Dans cette mesure, force est de constater que le cas de Christiania ne fait pas exception : Christiania est bien soumise à la « loi d'airain de l'oligarchie » que le sociologue élitiste R. Michels321 décrit comme le phénomène inhérent à toute organisation. Quand bien même il serait inscrit dans les gênes de l'institution des valeurs révolutionnaires qui consisteraient à abolir la hiérarchie ainsi que la relation sociale de la société « classique » que P. Clastres définit comme « commandements-obéissance », l'ordre institutionnel tend naturellement à la formation d'une hiérarchie et à une répartition inégale du pouvoir entre les individus. Nous avons vu avec l'exemple de Britta que le positionnement de l'individu dans l'institution, qui s'opère lors de son processus d'intégration peut s'avérer déterminant ; mais nous avons également pu constater à travers la trajectoire de Joker que la distribution des rôles n'est pas figée et qu'une mobilité entre les différents groupes identifiés grâce à la typologie d'A. Conroy est possible. Prendre le jeu à son compte dépend donc de la capacité qu'aurait un individu à appréhender l'ordre institutionnel dans lequel il évolue et à adapter son rôle en fonction des situations auxquelles il est confronté. Cette acuité permet à des individus tels que Joker qui, bien que ne disposant pas d'importantes ressources, parviennent à tirer leur épingle du jeu et peuvent occuper une position relativement confortable dans l'institution.

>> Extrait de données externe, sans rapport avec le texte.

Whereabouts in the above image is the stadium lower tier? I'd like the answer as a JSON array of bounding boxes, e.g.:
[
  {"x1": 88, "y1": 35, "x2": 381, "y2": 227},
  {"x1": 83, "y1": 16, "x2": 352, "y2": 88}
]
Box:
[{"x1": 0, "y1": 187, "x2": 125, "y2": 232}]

Par ailleurs, nous relevons d'autres formes de calculs pouvant être opérés par les christianites disposant de ressources relativement importantes. Certains de ces individus appartenant à la classe supérieure de Christiania se rassemblent et forment une élite bureaucratique, qui trouve sa légitimité dans la simple énonciation des problèmes inhérents à cette forme d'organisation que nous avons décrits dans la première partie du mémoire. Dans cette classe dominante ou « direction administrative »322, nous retrouvons des individus dont les profils correspondent aux « active sympathizers » qu'A. Conroy définit comme ceux qui portent tout le poids de la commune sur leurs épaules. Seulement, nous avons pu apercevoir que l'activisme politique comporte d'importants risques pour la démocratie à Christiania : cette élite bureaucratique prend l'apparence d'une caste fermée estimée à une vingtaine d'individus par Astérix, qui parvient à se reproduire et à consolider leurs positions respectives.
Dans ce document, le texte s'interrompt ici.